Hiam Abbass wurde 1960 in Nazareth geboren. Sie gehörte der palästinensischen Theatertruppe El Hakawati in Ostjerusalem an und ging schließlich nach London und Paris, um ihrer schauspielerischen Berufung nachzugehen. Bekannt wurde Abbass unter anderem durch die Filme „Die syrische Braut” (2004) und „Lemon Tree” (2008), „München” (2005), Blade Runner (2017) und „Kein Tier. So wild” (2025).
Jean-Baptiste Sastre studierte Regie und Schauspiel am ‘Conservatoire National Supérieur d'Art dramatique’ in Paris. Seit Jahren inszenieren Abbass und Sastre zusammen und entwickelten dabei eine Arbeitsweise, die das soziale Umfeld ihrer Projekte einbezieht.
Mit jungen Erwachsenen aus Deutschland und Frankreich haben sie nun im ehemaligen Konzentrationslager Buchenwald den Text „Schreiben oder Leben“ des spanischen Literaturnobelpreisträgers Jorge Semprún geprobt.
Premiere des Theaterstücks war im April in der Gedenkstätte Buchenwald anlässlich des Festakts zur Befreiung der KZ Buchenwald und Mittelbau-Dora vor 80 Jahren. Anschließend wurde das Stück in Berlin im Maxim Gorki Theater aufgeführt und geht nun unter anderem nach Paris, Toulon, Aix-en-Provence.

Als Mitglied des kommunistischen Widerstands war Semprún von Januar 1944 bis zur Befreiung des Lagers am 11. April 1945 inhaftiert. Buchenwald war eines der größten und berüchtigtsten Konzentrationslager im nationalsozialistischen Deutschland. Zwischen 1937 und 1945 ermordeten die Nationalsozialisten hier schätzungsweise 56.000 Menschen.
Semprún entschied sich nach der Befreiung zunächst für die Aktion, für das Leben und gegen das Schreiben, obwohl er seit seiner Jugend Schriftsteller werden wollte. Für zehn Jahre kehrte er in den Untergrund gegen das faschistische Franco-Regime zurück. Erst – oder schon – 1963 erschien sein autobiographischer Roman „Die große Reise“, in dem er eine fünftägige Fahrt in einem Eisenbahnwaggon in das Konzentrationslager Buchenwald schildert.

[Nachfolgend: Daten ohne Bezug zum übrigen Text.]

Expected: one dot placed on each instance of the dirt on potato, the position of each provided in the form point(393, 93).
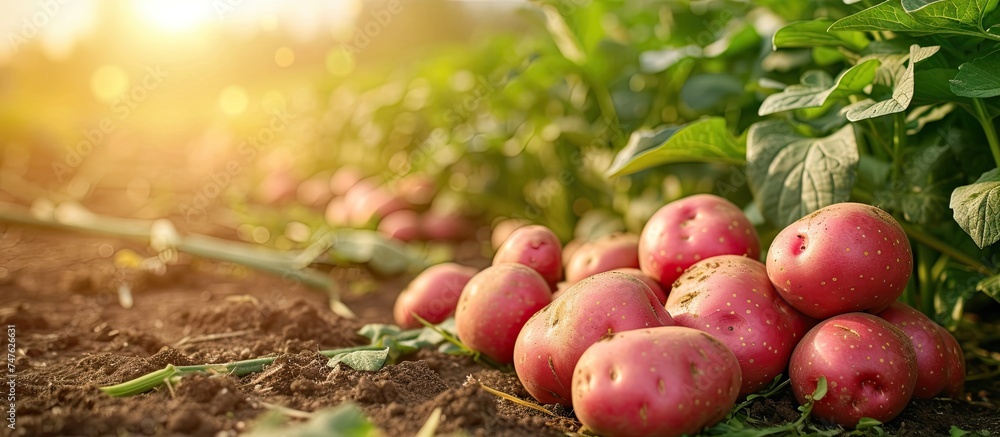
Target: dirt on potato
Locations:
point(72, 335)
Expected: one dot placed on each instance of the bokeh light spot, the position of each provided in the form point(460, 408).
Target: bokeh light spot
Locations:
point(339, 62)
point(108, 82)
point(233, 100)
point(284, 57)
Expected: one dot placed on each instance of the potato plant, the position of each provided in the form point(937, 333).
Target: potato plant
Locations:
point(551, 342)
point(495, 304)
point(666, 381)
point(869, 364)
point(732, 298)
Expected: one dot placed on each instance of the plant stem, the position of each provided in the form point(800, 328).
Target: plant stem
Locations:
point(933, 242)
point(898, 142)
point(991, 133)
point(924, 237)
point(153, 380)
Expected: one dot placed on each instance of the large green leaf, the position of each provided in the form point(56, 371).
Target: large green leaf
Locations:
point(990, 286)
point(902, 92)
point(961, 17)
point(979, 78)
point(977, 208)
point(706, 140)
point(958, 16)
point(912, 5)
point(817, 88)
point(815, 33)
point(793, 175)
point(655, 61)
point(885, 16)
point(703, 91)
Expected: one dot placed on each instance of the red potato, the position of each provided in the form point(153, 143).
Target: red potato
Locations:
point(417, 189)
point(374, 205)
point(570, 248)
point(691, 229)
point(842, 258)
point(337, 214)
point(935, 354)
point(277, 187)
point(343, 179)
point(653, 285)
point(432, 295)
point(534, 246)
point(314, 192)
point(552, 340)
point(446, 226)
point(665, 381)
point(402, 225)
point(607, 253)
point(495, 304)
point(869, 364)
point(503, 229)
point(731, 298)
point(955, 386)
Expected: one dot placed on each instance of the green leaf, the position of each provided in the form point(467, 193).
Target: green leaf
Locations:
point(912, 5)
point(885, 16)
point(368, 361)
point(346, 420)
point(704, 140)
point(736, 40)
point(867, 422)
point(793, 175)
point(820, 391)
point(817, 87)
point(932, 85)
point(902, 93)
point(704, 91)
point(990, 286)
point(655, 61)
point(954, 16)
point(816, 33)
point(979, 78)
point(960, 17)
point(977, 208)
point(955, 431)
point(378, 331)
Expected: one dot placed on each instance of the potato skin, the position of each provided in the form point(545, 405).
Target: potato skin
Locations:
point(432, 295)
point(731, 298)
point(869, 364)
point(495, 304)
point(955, 385)
point(664, 381)
point(537, 247)
point(842, 258)
point(552, 340)
point(935, 357)
point(605, 254)
point(691, 229)
point(661, 295)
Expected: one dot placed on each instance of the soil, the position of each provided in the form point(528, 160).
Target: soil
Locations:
point(72, 336)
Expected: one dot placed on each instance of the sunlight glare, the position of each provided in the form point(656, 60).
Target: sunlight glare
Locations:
point(176, 15)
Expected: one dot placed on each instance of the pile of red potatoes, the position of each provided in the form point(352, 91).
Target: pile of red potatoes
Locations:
point(662, 333)
point(406, 208)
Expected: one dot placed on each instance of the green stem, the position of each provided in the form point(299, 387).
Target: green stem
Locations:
point(75, 218)
point(898, 143)
point(153, 380)
point(991, 133)
point(933, 242)
point(924, 237)
point(925, 284)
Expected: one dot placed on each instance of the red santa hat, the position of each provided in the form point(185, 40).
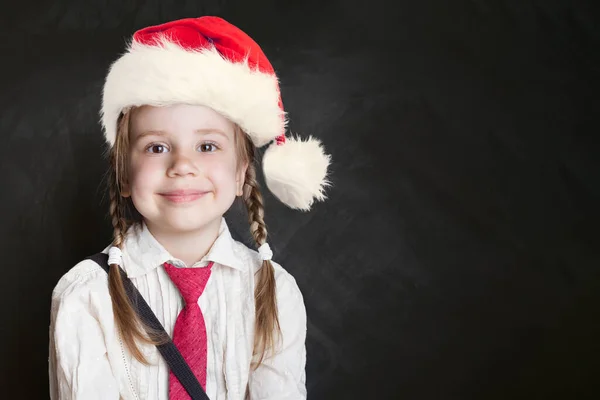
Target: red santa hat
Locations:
point(208, 61)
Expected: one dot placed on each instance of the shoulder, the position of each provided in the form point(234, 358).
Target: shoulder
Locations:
point(287, 287)
point(82, 280)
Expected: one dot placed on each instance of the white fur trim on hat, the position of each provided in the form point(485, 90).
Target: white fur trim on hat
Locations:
point(166, 74)
point(296, 172)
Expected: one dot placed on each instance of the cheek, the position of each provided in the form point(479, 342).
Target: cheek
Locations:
point(145, 175)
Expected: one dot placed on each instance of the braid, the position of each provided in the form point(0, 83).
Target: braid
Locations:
point(127, 321)
point(267, 321)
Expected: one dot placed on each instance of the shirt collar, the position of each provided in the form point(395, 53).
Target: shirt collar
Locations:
point(142, 253)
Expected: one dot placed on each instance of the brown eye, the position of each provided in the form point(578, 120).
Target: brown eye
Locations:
point(207, 147)
point(156, 148)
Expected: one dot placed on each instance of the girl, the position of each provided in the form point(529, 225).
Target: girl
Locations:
point(183, 110)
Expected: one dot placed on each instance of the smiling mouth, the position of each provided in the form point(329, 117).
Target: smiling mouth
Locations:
point(182, 196)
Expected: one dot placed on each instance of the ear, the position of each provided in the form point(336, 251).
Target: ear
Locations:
point(240, 179)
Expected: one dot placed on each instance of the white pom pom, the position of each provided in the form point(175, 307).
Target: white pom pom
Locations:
point(114, 256)
point(296, 172)
point(265, 252)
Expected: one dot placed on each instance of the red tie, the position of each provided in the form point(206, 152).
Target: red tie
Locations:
point(189, 334)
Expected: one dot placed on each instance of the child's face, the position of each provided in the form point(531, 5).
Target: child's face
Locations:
point(183, 172)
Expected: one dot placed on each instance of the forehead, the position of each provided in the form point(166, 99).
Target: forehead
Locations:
point(178, 119)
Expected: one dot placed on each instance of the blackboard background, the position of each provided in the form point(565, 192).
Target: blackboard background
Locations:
point(457, 256)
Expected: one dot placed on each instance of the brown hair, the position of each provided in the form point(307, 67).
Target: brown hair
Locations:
point(123, 216)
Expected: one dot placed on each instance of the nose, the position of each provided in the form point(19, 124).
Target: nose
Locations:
point(181, 164)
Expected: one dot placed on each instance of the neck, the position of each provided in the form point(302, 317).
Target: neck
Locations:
point(189, 246)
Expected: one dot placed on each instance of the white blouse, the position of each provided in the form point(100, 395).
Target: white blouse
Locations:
point(88, 360)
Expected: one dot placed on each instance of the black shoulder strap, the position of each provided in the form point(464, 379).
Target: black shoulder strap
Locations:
point(168, 350)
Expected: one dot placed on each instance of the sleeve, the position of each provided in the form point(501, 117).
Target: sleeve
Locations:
point(78, 363)
point(282, 376)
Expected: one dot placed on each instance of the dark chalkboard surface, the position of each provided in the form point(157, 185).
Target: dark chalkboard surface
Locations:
point(457, 256)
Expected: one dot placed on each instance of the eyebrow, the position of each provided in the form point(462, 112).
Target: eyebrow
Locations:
point(197, 131)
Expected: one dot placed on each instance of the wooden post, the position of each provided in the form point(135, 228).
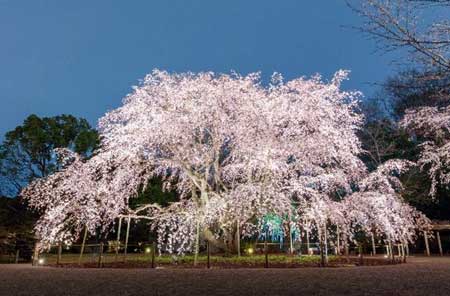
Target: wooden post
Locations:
point(208, 263)
point(404, 254)
point(238, 240)
point(427, 246)
point(361, 259)
point(374, 249)
point(407, 249)
point(100, 255)
point(82, 246)
point(126, 238)
point(153, 254)
point(118, 239)
point(438, 236)
point(17, 256)
point(391, 251)
point(266, 252)
point(346, 251)
point(338, 241)
point(35, 255)
point(197, 242)
point(291, 243)
point(307, 243)
point(325, 241)
point(58, 258)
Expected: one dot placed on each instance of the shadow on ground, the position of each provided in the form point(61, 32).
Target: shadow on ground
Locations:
point(420, 276)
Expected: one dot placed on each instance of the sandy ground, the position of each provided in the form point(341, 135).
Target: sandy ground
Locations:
point(420, 276)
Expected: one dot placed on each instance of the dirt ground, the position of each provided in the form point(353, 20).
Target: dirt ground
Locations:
point(420, 276)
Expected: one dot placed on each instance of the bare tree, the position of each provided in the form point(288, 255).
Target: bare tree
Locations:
point(420, 26)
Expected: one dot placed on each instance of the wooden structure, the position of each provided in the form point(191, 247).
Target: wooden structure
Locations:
point(437, 227)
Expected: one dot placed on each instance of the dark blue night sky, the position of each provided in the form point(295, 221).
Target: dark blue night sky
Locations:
point(82, 57)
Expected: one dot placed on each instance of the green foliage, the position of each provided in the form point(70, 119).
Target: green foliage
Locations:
point(27, 151)
point(16, 227)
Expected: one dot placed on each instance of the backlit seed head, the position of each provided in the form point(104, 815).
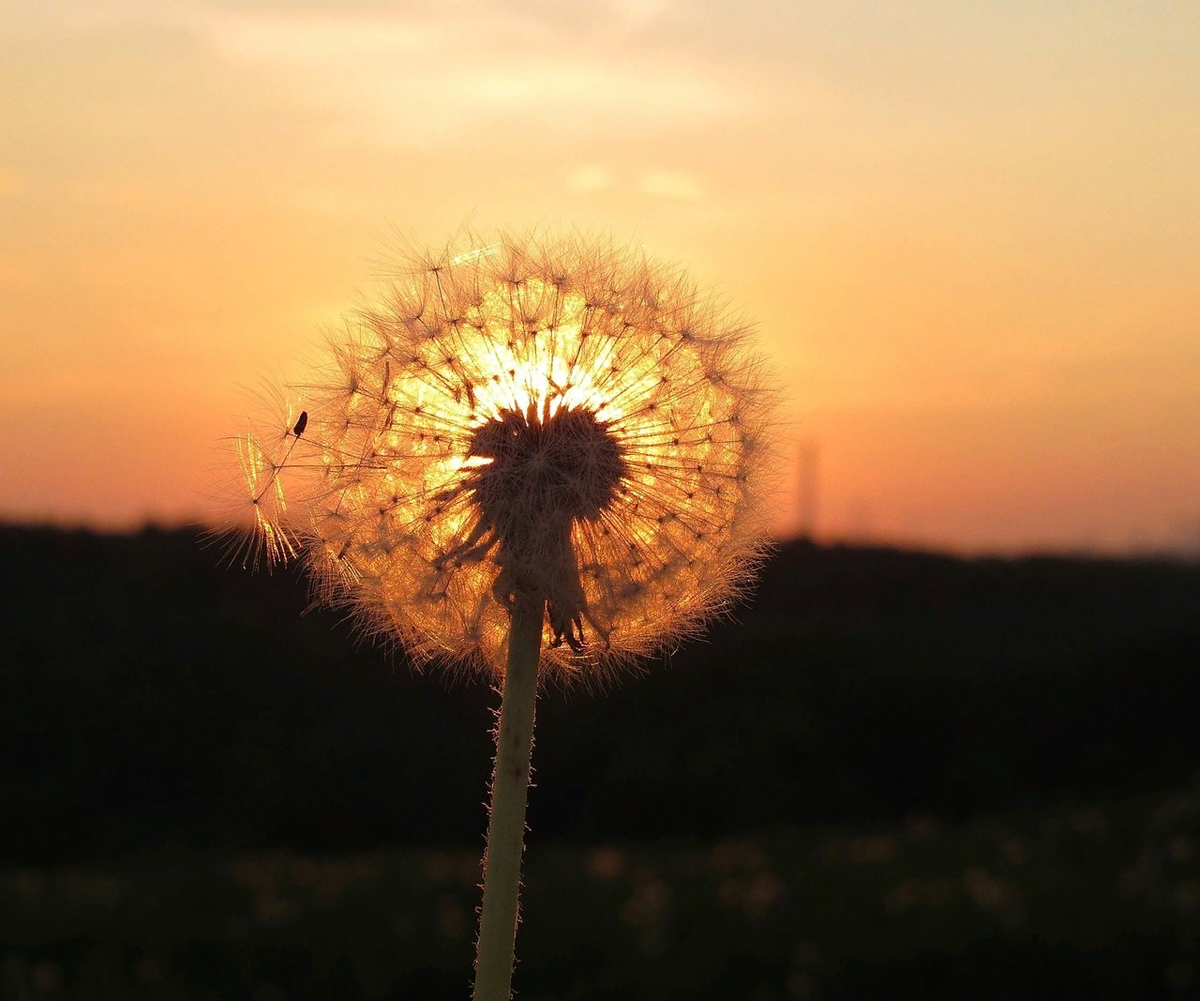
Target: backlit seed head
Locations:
point(559, 418)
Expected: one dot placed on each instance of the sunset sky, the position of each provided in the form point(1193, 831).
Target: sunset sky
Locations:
point(970, 232)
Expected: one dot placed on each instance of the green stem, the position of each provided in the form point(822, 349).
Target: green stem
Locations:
point(510, 785)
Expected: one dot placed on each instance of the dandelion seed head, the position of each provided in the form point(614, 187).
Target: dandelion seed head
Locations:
point(562, 418)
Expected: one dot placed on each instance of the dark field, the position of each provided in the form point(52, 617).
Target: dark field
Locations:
point(898, 775)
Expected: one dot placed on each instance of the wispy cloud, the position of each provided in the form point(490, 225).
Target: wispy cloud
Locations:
point(451, 73)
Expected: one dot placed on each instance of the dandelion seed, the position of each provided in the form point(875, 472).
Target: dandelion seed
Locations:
point(540, 457)
point(521, 417)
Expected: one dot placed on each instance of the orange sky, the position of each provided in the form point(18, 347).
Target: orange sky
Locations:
point(971, 232)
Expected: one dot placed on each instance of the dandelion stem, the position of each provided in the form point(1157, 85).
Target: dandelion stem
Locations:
point(510, 785)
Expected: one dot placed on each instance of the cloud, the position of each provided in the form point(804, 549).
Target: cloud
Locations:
point(592, 177)
point(441, 75)
point(671, 184)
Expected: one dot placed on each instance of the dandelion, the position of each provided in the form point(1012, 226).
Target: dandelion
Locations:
point(539, 457)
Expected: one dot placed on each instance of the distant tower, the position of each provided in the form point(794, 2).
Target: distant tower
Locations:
point(808, 487)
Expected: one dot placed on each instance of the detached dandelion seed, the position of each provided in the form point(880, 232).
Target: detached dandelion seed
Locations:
point(539, 457)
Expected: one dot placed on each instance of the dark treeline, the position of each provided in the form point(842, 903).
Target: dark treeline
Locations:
point(155, 702)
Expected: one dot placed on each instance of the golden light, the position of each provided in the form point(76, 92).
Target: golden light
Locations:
point(564, 419)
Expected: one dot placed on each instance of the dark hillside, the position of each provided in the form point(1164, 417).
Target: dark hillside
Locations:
point(155, 702)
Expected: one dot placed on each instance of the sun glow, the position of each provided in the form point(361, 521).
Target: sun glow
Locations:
point(570, 423)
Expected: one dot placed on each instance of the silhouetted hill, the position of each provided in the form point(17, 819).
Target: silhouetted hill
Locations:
point(154, 701)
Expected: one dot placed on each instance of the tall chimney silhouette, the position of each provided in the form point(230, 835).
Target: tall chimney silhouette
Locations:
point(808, 487)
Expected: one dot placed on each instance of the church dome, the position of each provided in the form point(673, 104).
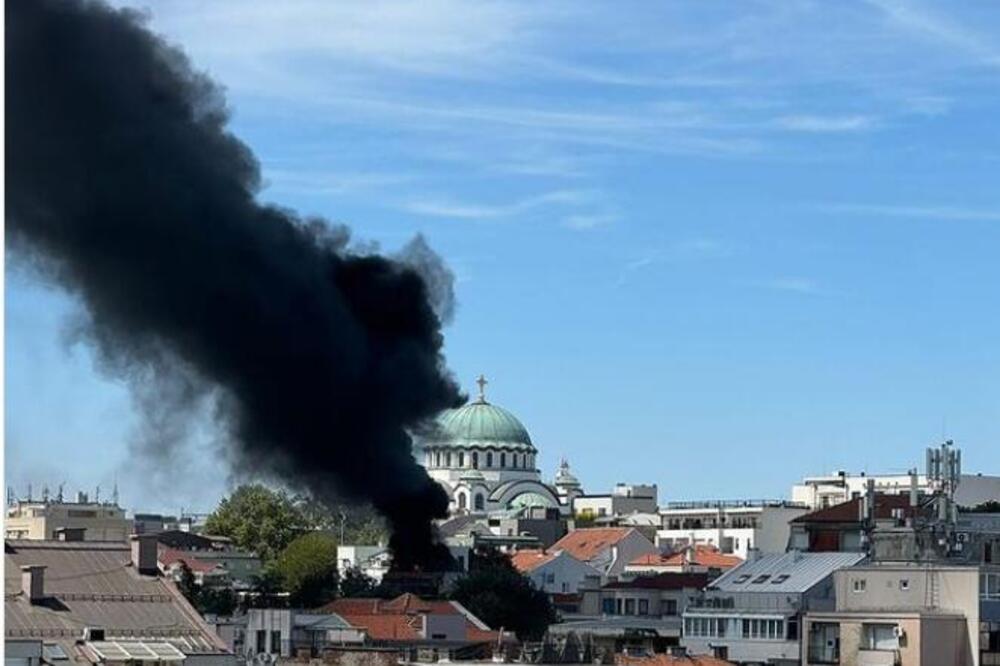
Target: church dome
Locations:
point(480, 424)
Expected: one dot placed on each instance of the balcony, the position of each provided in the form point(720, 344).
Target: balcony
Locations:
point(878, 658)
point(823, 654)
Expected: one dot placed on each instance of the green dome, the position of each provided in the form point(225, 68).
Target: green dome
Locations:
point(480, 424)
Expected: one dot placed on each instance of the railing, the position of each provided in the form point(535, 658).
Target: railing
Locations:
point(735, 504)
point(823, 654)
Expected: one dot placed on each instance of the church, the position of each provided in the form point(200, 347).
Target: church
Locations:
point(483, 457)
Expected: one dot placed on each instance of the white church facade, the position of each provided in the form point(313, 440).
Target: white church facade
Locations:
point(483, 457)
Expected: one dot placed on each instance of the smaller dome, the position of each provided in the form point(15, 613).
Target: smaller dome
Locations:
point(472, 475)
point(564, 478)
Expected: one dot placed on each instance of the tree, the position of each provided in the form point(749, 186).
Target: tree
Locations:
point(356, 583)
point(495, 592)
point(257, 518)
point(308, 569)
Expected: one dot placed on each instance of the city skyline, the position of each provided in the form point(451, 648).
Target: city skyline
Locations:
point(710, 251)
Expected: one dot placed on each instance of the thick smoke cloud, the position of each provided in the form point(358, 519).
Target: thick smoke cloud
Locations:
point(124, 186)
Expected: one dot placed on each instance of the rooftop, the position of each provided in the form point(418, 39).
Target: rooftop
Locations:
point(93, 584)
point(792, 572)
point(664, 581)
point(586, 543)
point(700, 555)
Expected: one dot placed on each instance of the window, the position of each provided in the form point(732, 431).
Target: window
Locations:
point(879, 637)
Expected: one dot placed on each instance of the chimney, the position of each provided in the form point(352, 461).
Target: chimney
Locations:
point(145, 554)
point(33, 582)
point(70, 533)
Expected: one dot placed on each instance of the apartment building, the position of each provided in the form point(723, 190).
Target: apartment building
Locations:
point(899, 614)
point(734, 527)
point(52, 519)
point(752, 614)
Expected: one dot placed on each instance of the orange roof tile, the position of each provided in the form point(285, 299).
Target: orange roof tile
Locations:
point(399, 619)
point(526, 561)
point(671, 660)
point(703, 555)
point(584, 544)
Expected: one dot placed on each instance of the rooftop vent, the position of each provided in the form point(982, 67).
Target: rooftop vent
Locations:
point(33, 582)
point(144, 554)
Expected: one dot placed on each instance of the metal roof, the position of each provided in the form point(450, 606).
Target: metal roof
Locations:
point(783, 572)
point(93, 584)
point(135, 651)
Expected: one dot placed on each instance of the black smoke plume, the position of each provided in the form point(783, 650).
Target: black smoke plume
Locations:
point(125, 187)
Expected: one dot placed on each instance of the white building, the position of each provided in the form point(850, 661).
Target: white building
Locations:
point(819, 492)
point(483, 457)
point(555, 571)
point(734, 527)
point(607, 549)
point(625, 499)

Semprún dachte nicht, man könne über „das Grauen“ oder den Zivilisationsbruch nicht schreiben. Im Gegenteil! Nicht darüber zu schreiben sei doch wohl nur eine bequeme Ausrede, schreibt er im Buch. Die gut durchdachte Vernichtungsmaschinerie der Nazis war menschlich, und warum sollte man über Menschliches nicht schreiben können?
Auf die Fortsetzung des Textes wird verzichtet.